Dealing with multiple types of sample sheets

Currently I have a working nf-core pipeline that does some basic things on fastq files. The way it works is that data that can come from three different instruments, each one with a different sample sheet, and I have an R script that validates the instrument-specific samplesheet, and from it creates an nf-core friendly sample sheet that would go into the pipeline.

Right now I run the validation/sample sheet creation R program and then the pipeline, but I am exploring integrating the R script into the pipeline. However, this means that the nf-core pipeline would need to be able to receive three different kinds of sample sheets. Is it possible to do that?

Yes, you just need to invoke the nf-validation fromSamplesheet the number of times you need (and have of course an associated JSON schema), if you want to do it the nf-core way.

An example of this is nf-core/taxprofiler. We have one samplesheet for samples (fastqs and their metadata) and another for databases (database files and their metadata).

2 Likes

We are also working very hard to get nf-schema in the nf-core template which would make this even easier. You can use the new samplesheetToList function there to create a list of each samplesheet.
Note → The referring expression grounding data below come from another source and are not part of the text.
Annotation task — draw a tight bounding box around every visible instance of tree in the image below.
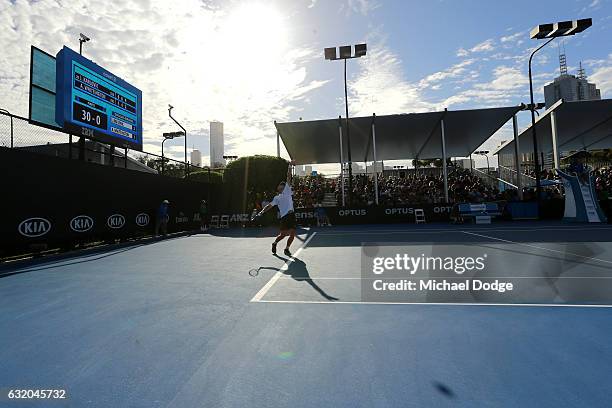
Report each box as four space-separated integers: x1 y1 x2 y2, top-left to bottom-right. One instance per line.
223 155 289 212
189 169 223 184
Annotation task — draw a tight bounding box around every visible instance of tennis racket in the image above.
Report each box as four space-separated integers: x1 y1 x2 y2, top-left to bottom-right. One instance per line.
249 267 261 277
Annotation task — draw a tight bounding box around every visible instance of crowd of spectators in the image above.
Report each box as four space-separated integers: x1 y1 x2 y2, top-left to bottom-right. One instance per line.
522 164 612 201
342 169 502 206
594 167 612 200
248 166 612 212
291 176 335 208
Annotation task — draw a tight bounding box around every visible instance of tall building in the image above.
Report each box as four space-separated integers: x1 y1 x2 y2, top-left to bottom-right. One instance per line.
544 53 602 108
190 149 202 167
210 121 225 168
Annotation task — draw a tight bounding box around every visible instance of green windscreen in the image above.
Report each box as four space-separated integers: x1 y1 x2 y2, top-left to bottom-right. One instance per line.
29 46 61 129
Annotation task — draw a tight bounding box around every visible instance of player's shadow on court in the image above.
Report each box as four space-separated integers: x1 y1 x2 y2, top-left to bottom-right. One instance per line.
274 255 339 301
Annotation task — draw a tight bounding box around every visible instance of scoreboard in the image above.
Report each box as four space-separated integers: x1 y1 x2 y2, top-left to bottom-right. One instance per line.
55 46 143 150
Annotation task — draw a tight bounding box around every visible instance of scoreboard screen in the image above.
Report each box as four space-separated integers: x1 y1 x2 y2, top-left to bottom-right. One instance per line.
55 46 143 150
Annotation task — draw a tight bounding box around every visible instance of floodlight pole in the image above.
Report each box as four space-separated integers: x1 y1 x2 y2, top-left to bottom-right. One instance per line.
526 17 592 213
512 114 523 200
371 113 379 205
161 136 172 175
343 58 353 205
325 44 366 205
338 116 346 207
528 36 555 211
77 34 90 161
441 112 449 203
168 105 188 176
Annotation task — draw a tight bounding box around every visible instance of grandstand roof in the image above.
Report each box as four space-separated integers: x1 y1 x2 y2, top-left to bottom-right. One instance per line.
493 99 612 157
275 106 522 165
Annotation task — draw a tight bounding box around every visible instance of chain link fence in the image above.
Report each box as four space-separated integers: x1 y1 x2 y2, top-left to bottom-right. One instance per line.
0 110 225 181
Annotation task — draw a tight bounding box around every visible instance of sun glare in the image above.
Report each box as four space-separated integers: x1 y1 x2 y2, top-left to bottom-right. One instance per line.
221 3 288 60
205 3 292 110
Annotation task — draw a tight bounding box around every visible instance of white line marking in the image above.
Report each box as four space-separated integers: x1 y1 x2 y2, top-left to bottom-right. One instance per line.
461 231 612 265
315 225 612 236
275 276 612 280
250 232 318 302
254 299 612 308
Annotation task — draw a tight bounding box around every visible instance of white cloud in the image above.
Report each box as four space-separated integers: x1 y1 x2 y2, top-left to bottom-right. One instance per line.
347 35 435 116
345 0 380 15
501 33 519 43
456 38 495 57
418 59 475 90
589 55 612 97
0 0 327 159
456 48 469 57
470 39 495 53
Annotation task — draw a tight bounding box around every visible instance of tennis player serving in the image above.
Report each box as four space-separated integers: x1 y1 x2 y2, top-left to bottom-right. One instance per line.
254 160 297 256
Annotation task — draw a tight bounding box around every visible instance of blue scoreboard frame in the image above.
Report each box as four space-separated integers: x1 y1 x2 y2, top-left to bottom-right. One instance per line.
55 46 143 150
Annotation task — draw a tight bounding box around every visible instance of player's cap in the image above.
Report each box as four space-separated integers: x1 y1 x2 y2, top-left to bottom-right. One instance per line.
163 199 170 204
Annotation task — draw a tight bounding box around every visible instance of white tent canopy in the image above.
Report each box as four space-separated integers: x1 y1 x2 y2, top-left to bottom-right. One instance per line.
274 105 522 205
275 106 523 165
493 99 612 161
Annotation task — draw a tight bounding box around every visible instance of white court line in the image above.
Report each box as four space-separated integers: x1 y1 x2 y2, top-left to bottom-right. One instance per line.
315 225 612 236
254 299 612 308
275 276 612 280
250 232 318 302
462 231 612 266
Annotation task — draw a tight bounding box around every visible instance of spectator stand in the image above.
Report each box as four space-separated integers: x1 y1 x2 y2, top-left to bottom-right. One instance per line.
275 105 524 208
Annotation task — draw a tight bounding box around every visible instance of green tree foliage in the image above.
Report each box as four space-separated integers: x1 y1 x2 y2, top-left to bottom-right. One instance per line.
223 155 288 192
223 155 289 212
189 169 224 184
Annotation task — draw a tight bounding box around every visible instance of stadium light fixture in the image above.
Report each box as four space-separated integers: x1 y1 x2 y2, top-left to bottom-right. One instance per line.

You can then pass these lists to Channel.fromList() to create a channel from these lists. One nice extra feature is that you can pass the samplesheet schema to samplesheetToList which would make it even possible to use a different JSON schema for each type of samplesheet.

1 Like

Thank you @jfy133 and @nvnieuwk !

@jfy133 , I am looking at the code. Sorry, I am relatively new at nf-core, have made several pipelines now but I am not as superfamiliar with the various parts. Basically, the steps would be:

  1. Create the two sample sheet schemas (in the taxprofiler case schema_database.json and schema_input.json
  2. Modify the workflow file such as in here: taxprofiler/workflows/taxprofiler.nf at 5d3ee5513a84f92773c8376c55b5f4da39835307 · nf-core/taxprofiler · GitHub

I could just use a bit more direction!! I don’t understand where you say “you just need to invoke the nf-validation fromSamplesheet the number of times you need”???

@nvnieuwk , do you have an example of using the samplesheeToList function?

To be more helpful (sorry, I responded in a rush at the time!):

Almost!

Yes, those are the two schemas for our two samplesheets, and then

actually the comparison of the two samplesheets versus their respective schemas happen here: taxprofiler/subworkflows/local/utils_nfcore_taxprofiler_pipeline/main.nf at 6204b1ade641661066d148cd2c72e4ecaf94e6c5 · nf-core/taxprofiler · GitHub. This is the place that I meant to invoke the nf-validation function twice :slight_smile:

Which gets emitted from that subworkflow with the samplesheet channel, and pass to the main taxprofiler.nf via here taxprofiler/main.nf at 5d3ee5513a84f92773c8376c55b5f4da39835307 · nf-core/taxprofiler · GitHub (sorry for convoluted nf-core structure, indeed not easy for newcomers)

And then is received as in the link you gave above :), where we do a little bit more of clean up after the validation (mostly converting various things to nf-core syntax).

I hope that’s slightly more useful this time!

Note that @nvnieuwk 's newer plugin is more powerful but not yet implemented within nf-core (I’m referring to the older version of the plugin)

Hi yes don’t use nf-schema yet if you are working on an nf-core pipeline, but you can fully use it in all other pipelines.

You can find the documentation here: nf-schema - nf-schema

samplesheetToList documentation can be found here: Create a channel - nf-schema

And you can find an example here: nf-schema/examples/samplesheetToListBasic/pipeline/main.nf at 928b4162c0c56fbba080ba7ddabb4b957bbc0107 · nextflow-io/nf-schema · GitHub

Please let me know if you need more help :slight_smile: